Tax reform is a recurring threat in DC. Every politician that runs calls for tax reform and every incumbent up for reelection calls for tax reform. It's a standard line in every candidate's stump speech. There's been much lip service paid to the topic and very little elbow grease expended.
That could be changing. It would appear that the Republican Congress and the Trump administration are both serious this time - as in they want real tax reform!
House Ways and Means Chairman Kevin Brady (R-Texas) released a "Tax Reform Blueprint" in July 2016 that outlined the general provisions of a comprehensive tax reform package. When the new Congress convenes in January, the House Ways and Means Committee, the Senate Finance Committee, and the Trump Administration will begin developing the actual text for a tax reform bill.
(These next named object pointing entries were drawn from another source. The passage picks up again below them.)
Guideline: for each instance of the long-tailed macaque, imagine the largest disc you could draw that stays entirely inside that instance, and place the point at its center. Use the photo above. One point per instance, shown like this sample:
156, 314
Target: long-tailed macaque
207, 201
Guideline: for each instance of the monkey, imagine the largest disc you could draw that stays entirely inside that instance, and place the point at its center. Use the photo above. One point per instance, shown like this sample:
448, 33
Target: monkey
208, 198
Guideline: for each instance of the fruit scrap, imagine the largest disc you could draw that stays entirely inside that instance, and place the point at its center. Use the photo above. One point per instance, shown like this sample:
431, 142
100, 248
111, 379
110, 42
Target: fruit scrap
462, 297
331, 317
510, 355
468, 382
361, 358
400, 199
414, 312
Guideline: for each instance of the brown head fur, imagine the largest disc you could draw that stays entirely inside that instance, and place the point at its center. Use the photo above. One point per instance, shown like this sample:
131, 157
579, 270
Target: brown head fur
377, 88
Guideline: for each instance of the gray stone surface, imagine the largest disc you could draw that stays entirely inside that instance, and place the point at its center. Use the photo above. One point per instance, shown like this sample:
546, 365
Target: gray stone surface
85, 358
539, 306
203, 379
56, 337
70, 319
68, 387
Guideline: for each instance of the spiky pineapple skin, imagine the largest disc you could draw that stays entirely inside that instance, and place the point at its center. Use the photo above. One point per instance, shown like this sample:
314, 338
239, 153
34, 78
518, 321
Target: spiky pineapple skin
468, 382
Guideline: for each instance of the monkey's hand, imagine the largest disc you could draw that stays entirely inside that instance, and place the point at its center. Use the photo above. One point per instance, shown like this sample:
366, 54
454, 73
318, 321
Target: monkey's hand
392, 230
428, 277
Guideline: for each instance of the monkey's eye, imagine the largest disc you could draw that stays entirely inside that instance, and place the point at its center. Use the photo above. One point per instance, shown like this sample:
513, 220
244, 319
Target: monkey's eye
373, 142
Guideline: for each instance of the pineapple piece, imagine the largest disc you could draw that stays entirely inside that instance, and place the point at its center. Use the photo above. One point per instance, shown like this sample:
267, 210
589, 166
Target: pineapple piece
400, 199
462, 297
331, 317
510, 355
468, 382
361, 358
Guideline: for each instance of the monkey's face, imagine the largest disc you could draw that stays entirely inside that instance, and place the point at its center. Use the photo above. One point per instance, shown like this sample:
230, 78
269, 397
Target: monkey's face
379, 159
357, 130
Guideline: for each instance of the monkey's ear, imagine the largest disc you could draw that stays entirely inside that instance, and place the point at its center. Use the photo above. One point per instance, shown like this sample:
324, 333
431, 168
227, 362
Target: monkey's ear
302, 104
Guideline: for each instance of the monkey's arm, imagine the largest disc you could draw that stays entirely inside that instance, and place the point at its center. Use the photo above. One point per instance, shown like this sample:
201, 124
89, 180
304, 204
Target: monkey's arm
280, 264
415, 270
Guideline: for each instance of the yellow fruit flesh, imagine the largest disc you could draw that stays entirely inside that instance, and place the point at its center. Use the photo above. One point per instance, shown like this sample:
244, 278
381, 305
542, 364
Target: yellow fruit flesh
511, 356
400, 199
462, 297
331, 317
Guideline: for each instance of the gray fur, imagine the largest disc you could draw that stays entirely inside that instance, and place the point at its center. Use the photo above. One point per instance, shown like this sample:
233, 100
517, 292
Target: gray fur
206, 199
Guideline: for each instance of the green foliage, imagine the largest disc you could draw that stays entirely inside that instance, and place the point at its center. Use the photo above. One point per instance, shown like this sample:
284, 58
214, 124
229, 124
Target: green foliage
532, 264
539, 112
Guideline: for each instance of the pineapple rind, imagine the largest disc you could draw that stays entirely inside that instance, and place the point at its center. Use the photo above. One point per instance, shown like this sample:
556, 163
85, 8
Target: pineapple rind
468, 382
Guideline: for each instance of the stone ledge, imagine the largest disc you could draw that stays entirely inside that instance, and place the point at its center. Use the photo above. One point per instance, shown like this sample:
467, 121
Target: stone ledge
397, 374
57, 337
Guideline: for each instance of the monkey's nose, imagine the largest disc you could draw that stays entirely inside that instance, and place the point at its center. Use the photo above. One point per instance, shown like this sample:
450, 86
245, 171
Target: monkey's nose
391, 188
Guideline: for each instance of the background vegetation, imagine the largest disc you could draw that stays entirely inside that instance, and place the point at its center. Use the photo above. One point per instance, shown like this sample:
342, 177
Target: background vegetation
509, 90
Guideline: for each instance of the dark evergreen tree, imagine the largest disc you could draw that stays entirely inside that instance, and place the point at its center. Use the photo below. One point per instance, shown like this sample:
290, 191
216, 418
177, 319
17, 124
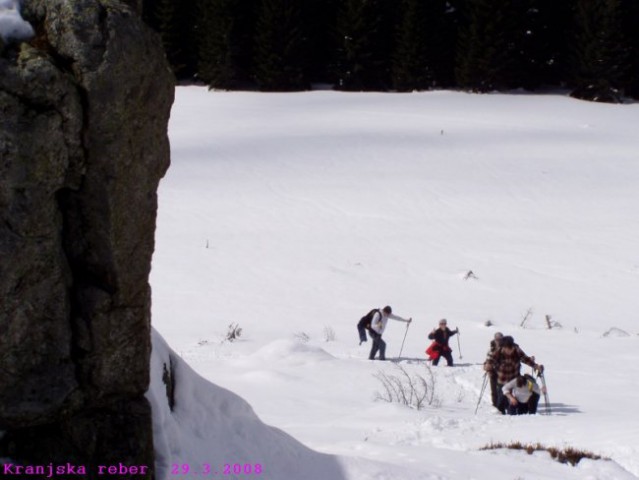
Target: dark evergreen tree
365, 30
174, 20
280, 47
543, 41
224, 32
319, 27
425, 48
600, 56
630, 22
489, 45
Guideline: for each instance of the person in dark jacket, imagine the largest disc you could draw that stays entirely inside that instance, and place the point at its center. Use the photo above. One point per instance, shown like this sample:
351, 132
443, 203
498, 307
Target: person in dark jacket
506, 362
376, 329
439, 348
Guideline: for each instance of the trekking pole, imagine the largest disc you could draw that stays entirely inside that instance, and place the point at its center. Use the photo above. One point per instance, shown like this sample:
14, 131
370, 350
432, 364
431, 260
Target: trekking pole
405, 333
481, 393
545, 391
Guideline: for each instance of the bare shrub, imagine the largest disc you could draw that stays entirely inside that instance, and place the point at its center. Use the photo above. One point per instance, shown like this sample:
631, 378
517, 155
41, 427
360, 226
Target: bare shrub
566, 455
234, 332
415, 391
526, 317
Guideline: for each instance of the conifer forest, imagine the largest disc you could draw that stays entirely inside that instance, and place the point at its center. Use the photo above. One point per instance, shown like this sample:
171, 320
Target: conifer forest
590, 48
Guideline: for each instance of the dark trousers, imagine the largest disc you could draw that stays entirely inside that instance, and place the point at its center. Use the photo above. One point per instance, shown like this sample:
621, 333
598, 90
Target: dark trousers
519, 409
532, 403
502, 400
361, 329
447, 354
378, 345
493, 388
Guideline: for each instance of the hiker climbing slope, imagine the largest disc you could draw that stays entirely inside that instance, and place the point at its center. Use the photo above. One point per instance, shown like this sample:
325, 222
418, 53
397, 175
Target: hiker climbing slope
378, 325
439, 347
506, 362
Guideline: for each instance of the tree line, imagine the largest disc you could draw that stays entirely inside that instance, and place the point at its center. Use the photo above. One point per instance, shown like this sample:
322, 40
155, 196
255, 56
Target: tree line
590, 47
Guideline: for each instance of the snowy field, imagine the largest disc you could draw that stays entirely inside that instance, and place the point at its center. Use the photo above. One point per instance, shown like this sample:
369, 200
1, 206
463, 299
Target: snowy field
292, 215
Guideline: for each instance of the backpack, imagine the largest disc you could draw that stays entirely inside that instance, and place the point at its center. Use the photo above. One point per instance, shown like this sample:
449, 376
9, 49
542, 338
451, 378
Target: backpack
365, 321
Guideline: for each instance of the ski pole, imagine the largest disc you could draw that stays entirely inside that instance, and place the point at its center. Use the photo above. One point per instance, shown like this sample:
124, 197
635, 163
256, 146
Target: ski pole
545, 391
405, 333
481, 393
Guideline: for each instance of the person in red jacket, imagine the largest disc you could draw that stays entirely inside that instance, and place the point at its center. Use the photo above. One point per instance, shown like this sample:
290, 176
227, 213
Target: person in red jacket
439, 348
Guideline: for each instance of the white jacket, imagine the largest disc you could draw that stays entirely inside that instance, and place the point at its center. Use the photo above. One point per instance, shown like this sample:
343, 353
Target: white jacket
522, 394
378, 324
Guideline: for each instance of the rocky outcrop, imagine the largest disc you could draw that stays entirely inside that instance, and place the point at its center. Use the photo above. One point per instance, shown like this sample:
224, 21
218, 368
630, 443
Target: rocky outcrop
84, 107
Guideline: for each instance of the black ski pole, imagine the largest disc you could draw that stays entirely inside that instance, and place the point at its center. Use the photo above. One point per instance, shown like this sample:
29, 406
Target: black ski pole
481, 393
401, 349
544, 389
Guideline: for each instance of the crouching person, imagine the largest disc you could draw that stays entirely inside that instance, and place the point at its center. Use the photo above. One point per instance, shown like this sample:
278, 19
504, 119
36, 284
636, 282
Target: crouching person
523, 394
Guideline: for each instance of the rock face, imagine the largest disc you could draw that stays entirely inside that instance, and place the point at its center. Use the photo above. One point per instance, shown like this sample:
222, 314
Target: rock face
84, 108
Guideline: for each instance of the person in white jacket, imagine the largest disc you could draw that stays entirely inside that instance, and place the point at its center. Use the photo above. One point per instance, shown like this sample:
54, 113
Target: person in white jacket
378, 325
522, 394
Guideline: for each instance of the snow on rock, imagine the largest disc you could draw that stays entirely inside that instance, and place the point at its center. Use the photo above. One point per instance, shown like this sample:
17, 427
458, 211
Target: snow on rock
292, 352
212, 426
12, 26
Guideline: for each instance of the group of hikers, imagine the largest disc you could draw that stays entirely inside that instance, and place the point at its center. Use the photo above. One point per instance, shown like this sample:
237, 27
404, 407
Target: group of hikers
511, 392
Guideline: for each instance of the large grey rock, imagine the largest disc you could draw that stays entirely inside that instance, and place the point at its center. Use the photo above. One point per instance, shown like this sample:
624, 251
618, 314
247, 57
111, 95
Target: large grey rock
83, 144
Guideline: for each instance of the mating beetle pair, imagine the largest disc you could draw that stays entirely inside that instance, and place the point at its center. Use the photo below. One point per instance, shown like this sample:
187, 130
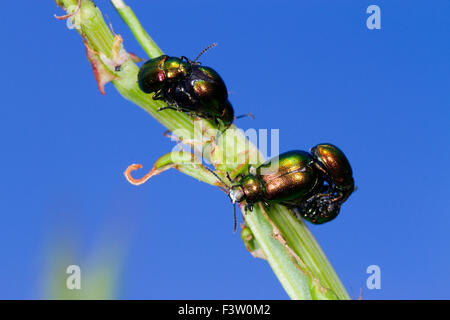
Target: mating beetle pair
187, 86
315, 183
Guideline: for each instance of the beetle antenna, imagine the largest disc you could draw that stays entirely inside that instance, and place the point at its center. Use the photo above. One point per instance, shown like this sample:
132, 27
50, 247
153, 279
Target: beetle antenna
219, 178
204, 50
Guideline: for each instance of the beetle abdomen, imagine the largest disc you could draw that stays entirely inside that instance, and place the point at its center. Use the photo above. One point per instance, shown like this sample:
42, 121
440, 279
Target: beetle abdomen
288, 177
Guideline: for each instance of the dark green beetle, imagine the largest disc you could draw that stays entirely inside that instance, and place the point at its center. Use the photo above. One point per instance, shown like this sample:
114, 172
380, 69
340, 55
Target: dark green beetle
187, 86
315, 183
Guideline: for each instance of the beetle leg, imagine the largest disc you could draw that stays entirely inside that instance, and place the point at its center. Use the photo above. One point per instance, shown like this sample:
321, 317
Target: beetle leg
158, 95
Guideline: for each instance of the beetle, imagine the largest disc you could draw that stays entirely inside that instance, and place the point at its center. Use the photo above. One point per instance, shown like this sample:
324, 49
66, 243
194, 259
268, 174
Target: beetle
315, 183
187, 86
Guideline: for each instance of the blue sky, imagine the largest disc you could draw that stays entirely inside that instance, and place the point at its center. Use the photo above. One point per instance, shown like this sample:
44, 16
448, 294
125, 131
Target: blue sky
311, 69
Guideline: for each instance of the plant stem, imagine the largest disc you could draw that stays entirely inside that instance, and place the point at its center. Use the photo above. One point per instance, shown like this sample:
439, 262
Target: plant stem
291, 250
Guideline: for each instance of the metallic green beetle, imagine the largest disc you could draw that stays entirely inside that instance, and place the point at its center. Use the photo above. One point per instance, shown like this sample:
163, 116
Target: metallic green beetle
187, 86
315, 183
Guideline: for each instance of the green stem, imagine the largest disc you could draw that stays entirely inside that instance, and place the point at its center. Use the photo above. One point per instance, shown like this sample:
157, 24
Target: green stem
291, 250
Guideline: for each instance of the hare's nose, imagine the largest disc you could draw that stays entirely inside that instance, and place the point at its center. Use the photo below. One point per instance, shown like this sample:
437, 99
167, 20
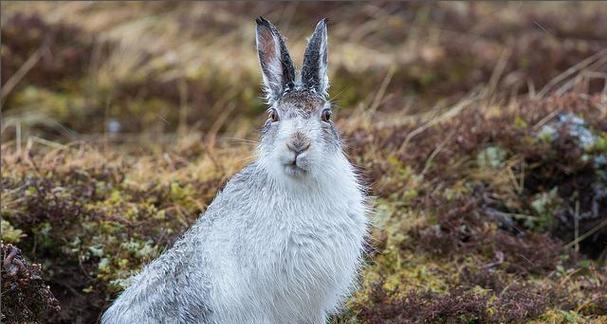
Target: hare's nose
298, 143
298, 147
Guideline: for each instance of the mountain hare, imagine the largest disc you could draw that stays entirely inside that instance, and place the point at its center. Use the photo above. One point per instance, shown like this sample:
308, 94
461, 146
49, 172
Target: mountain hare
283, 241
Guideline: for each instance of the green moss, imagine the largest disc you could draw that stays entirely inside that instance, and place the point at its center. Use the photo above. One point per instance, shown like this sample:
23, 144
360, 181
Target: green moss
10, 234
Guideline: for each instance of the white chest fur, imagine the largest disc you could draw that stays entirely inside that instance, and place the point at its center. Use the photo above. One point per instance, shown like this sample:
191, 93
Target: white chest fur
299, 251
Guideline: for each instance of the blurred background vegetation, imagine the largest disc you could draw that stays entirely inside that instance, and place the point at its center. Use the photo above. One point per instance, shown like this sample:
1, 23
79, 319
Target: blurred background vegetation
480, 129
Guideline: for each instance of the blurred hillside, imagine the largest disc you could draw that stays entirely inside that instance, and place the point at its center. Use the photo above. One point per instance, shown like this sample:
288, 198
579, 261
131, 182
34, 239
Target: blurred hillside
480, 128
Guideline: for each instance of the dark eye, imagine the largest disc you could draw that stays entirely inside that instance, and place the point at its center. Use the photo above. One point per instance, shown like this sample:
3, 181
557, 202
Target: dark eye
326, 115
273, 115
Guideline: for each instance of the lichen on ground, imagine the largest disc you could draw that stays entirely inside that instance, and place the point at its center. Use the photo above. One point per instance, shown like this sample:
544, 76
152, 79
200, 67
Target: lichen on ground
489, 178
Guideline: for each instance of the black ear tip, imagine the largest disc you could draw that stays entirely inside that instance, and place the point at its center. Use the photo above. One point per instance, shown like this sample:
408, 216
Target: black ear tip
261, 21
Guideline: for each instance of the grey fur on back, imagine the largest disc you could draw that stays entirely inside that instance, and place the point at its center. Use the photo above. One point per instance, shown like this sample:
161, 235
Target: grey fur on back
282, 243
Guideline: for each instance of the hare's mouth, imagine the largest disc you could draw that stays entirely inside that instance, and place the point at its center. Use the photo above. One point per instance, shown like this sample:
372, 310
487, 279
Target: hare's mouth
295, 170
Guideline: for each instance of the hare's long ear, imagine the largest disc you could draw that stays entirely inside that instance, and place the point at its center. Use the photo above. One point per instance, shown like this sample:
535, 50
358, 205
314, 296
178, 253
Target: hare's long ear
314, 71
276, 65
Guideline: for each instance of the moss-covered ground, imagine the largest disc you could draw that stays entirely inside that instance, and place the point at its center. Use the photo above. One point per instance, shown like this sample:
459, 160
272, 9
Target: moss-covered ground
480, 130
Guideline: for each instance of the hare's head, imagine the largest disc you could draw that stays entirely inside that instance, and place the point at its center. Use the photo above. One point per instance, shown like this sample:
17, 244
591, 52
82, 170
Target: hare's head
299, 137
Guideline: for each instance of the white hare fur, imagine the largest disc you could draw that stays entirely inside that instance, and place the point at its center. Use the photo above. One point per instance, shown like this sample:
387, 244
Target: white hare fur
283, 241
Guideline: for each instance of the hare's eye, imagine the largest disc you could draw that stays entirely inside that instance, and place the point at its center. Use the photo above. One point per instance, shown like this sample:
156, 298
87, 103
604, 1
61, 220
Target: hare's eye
273, 115
326, 115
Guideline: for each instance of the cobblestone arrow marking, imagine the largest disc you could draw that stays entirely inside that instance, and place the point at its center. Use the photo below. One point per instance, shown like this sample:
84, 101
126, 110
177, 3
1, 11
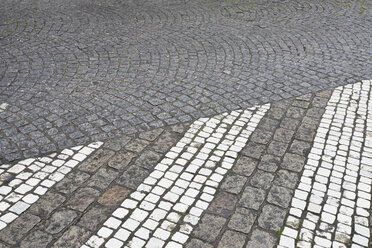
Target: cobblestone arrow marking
167, 205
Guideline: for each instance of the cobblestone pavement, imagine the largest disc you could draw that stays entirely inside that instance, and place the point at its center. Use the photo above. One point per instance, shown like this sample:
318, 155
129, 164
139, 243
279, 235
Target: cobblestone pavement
74, 72
292, 173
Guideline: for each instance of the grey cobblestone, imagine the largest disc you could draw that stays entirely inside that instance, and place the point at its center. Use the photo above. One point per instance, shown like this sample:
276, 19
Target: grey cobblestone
209, 227
242, 220
234, 184
232, 239
272, 167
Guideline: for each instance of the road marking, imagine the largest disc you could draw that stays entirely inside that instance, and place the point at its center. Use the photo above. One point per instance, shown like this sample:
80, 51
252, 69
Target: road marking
331, 206
168, 204
22, 184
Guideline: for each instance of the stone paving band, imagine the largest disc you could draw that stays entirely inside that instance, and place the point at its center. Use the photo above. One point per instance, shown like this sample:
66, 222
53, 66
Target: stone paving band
75, 71
332, 204
300, 168
166, 206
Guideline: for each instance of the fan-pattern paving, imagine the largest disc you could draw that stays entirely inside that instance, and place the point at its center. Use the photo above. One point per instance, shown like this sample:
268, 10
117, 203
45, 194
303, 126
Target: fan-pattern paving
76, 71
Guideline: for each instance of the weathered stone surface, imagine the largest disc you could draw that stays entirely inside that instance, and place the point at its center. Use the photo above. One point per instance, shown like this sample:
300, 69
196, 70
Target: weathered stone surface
293, 162
283, 135
276, 113
300, 147
74, 237
113, 196
279, 196
231, 239
82, 198
223, 204
305, 133
132, 177
73, 180
102, 178
36, 239
245, 166
286, 179
268, 124
252, 198
196, 243
48, 203
233, 183
98, 159
151, 135
262, 179
59, 220
16, 230
261, 136
148, 160
261, 239
95, 216
136, 145
295, 112
117, 143
290, 123
165, 141
242, 220
121, 159
253, 150
277, 148
209, 227
271, 218
269, 163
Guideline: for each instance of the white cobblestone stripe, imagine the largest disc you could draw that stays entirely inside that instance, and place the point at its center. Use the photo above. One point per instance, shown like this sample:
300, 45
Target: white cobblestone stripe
168, 204
331, 205
22, 184
3, 106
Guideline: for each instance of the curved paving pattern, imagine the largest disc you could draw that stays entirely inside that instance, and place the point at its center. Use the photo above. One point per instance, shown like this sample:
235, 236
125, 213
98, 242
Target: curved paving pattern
72, 72
294, 173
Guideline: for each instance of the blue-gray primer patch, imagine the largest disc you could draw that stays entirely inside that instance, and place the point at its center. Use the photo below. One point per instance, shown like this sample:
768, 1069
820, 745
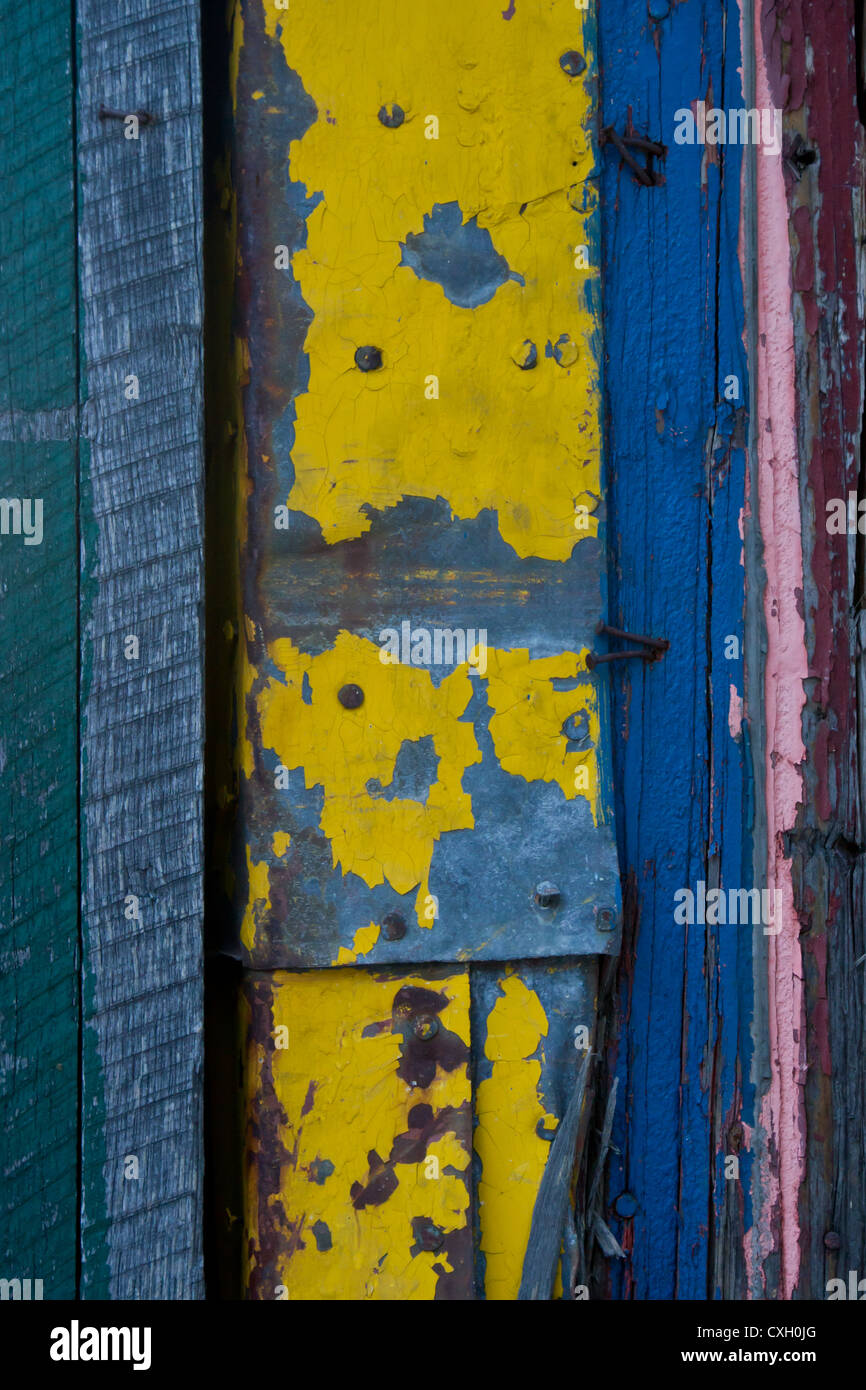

Here's where it gets complicated...One of the provisions included in the Tax Reform Blueprint, the “Border Adjustment Tax” (BAT), has generated significant concern among several industries, including the automotive sector. The BAT is not a tariff. Tariffs are taxes imposed on specified imported products (e.g., the 25% chicken tax imposed on the import of light pickup trucks since 1963).
The House Republican proposal (including the BAT) would modify business income taxes in several ways: reduce the rate from 35% to 20%; accelerate depreciation schedules, eliminate all interest deductions; exempt the cost of exported goods from the taxable receipts subject to income tax (they would be taxed in the jurisdiction in which they were sold); and disallow the cost of any imported goods as a deductible business expense.